Depreciation life and depreciation rate of loader

The depreciation life of the loader is 10 years, and the residual value rate is 5%.

According to Article 60 of the "Regulations on the Implementation of the Enterprise Income Tax Law of the People's Republic of China": Unless otherwise specified by the financial and taxation authorities of the State Council, the minimum number of years for calculating depreciation of fixed assets is as follows:< /p>

(1) Houses and buildings, 20 years;

(2) Planes, trains, ships, machines, machinery and other production equipment, 10 years;

(3) Appliances, tools, furniture, etc. related to production and business activities, 5 years;

(4) Transportation tools other than airplanes, trains, and ships, 4 years;

(5) Electronic equipment, for 3 years.

The calculation formula is as follows:

Annual depreciation rate = (1-estimated net residual value rate)/estimated service life (years) *100%

Monthly depreciation Rate = annual depreciation rate/12

Monthly depreciation amount = original price of fixed assets * monthly depreciation rate

Extended information:

According to "The People's Republic of China and the Regulations for the Implementation of the Enterprise Income Tax Law of the People's Republic of China:

Article 64 The minimum number of years for calculating depreciation of productive biological assets is as follows:

(1) For forestry productive biological assets, it is 10 years Years;

(2) Livestock productive biological assets, for 3 years.

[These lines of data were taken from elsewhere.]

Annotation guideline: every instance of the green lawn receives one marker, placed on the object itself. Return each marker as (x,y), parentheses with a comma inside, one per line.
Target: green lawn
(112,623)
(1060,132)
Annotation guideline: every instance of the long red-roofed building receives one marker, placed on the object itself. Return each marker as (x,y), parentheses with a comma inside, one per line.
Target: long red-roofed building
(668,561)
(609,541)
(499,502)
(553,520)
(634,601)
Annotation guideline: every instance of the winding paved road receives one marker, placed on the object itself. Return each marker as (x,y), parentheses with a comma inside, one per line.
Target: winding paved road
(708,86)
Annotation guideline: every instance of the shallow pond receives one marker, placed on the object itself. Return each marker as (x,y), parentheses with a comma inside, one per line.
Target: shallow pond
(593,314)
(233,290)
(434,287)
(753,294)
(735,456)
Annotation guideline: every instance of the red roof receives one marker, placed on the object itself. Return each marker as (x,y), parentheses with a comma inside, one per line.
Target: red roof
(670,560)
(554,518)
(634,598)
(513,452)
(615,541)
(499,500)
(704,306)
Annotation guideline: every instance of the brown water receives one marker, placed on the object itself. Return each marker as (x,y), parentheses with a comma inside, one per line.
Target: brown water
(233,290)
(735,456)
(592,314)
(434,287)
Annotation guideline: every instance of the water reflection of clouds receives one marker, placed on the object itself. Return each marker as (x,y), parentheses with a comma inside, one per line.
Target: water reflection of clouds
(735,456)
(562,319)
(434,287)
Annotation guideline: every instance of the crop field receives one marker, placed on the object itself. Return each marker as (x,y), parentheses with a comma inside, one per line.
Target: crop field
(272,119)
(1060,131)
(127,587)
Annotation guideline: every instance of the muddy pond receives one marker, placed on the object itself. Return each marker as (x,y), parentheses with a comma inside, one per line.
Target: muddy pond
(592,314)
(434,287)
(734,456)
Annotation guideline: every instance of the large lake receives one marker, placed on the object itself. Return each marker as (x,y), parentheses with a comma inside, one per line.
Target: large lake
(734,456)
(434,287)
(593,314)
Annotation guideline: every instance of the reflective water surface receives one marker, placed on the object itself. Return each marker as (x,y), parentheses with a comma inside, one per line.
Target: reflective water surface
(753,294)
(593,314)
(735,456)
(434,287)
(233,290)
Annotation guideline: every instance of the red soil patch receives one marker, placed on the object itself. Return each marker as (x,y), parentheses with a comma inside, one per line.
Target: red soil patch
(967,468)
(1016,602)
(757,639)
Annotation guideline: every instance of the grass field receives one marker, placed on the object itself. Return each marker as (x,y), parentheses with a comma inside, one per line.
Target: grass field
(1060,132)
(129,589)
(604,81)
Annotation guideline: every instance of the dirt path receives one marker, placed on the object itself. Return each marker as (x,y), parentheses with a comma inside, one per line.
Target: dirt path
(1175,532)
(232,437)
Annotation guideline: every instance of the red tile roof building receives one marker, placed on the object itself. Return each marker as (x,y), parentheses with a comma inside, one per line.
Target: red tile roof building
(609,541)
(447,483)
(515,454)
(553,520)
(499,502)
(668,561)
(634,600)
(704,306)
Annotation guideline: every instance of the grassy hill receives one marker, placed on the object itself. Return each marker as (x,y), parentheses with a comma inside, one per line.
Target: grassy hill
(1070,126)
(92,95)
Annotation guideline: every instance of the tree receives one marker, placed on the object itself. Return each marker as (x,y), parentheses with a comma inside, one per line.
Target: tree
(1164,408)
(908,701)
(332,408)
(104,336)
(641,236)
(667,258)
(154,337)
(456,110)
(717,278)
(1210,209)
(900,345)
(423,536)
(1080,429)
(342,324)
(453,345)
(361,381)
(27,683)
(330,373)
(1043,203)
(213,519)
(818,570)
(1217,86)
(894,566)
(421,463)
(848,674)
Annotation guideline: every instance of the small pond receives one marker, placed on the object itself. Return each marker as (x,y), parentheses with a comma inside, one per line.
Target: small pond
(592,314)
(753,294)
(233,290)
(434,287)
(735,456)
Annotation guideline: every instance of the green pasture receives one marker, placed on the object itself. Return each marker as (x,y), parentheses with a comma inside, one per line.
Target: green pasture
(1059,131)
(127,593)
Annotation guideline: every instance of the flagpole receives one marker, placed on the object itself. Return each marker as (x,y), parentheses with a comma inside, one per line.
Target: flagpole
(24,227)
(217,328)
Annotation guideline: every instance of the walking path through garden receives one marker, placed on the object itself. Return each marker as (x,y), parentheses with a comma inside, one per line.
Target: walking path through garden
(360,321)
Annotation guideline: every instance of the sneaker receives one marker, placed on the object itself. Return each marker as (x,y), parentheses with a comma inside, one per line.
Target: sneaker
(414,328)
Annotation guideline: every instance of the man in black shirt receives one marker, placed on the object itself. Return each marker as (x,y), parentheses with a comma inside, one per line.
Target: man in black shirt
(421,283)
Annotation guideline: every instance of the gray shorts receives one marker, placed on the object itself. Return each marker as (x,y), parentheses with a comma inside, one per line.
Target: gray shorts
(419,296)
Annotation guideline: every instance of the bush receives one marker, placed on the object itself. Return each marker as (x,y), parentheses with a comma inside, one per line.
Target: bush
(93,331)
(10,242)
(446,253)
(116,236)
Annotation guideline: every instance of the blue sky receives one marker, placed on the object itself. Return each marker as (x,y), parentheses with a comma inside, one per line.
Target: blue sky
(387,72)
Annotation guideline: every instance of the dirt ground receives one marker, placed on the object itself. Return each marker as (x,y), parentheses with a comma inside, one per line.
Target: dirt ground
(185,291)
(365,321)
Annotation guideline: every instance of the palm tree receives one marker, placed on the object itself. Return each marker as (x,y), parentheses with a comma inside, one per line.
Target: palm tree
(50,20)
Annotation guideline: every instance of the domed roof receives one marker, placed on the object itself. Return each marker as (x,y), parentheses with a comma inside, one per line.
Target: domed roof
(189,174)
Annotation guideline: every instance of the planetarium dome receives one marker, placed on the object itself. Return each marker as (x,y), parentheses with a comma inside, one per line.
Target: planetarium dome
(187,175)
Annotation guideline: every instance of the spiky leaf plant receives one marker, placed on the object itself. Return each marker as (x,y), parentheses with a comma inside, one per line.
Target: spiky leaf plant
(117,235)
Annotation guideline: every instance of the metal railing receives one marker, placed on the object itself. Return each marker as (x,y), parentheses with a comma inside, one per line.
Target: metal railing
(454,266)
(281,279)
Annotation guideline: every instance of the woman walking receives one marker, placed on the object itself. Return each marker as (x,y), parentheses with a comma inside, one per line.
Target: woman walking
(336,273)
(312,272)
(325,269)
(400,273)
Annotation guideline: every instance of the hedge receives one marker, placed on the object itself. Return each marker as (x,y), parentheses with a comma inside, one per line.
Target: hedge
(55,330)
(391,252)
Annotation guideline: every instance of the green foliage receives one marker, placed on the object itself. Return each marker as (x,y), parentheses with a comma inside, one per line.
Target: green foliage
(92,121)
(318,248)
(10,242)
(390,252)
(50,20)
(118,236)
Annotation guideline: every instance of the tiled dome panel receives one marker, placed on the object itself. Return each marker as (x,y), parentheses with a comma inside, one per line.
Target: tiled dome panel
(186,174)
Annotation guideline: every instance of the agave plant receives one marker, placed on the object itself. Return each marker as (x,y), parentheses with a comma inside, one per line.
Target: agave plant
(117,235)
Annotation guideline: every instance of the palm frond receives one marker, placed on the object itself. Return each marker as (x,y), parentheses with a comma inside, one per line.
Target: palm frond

Article 65: Intangible assets as mentioned in Article 12 of the Enterprise Income Tax Law refer to non-monetary assets that have no physical form and are held by enterprises for the purpose of producing products, providing services, leasing or operating management. Long-term assets include patent rights, trademark rights, copyrights, land use rights, non-patented technologies, goodwill, etc.

Article 66 The tax base for intangible assets shall be determined according to the following method:

(1) For outsourced intangible assets, the purchase price and relevant taxes paid and the direct attribution shall be calculated. Other expenditures incurred in making the asset reach its intended use shall be the tax base;

(2) For self-developed intangible assets, the expenses incurred during the development process after the asset meets the capitalization conditions and before it reaches its intended use Expenditure is the basis for tax calculation;

(3) Intangible assets obtained through donations, investments, non-monetary asset exchanges, debt restructuring, etc. shall be calculated based on the fair value of the asset and the relevant taxes paid. tax basis.

Article 67 The amortization expenses of intangible assets calculated according to the straight-line method are allowed to be deducted.

The amortization period of intangible assets shall not be less than 10 years.

As an investment or transferred intangible asset, if the useful life is stipulated in relevant laws or contracts, it can be amortized in installments according to the prescribed or agreed useful life.

Expenditures for outsourced goodwill are allowed to be deducted when the entire enterprise is transferred or liquidated.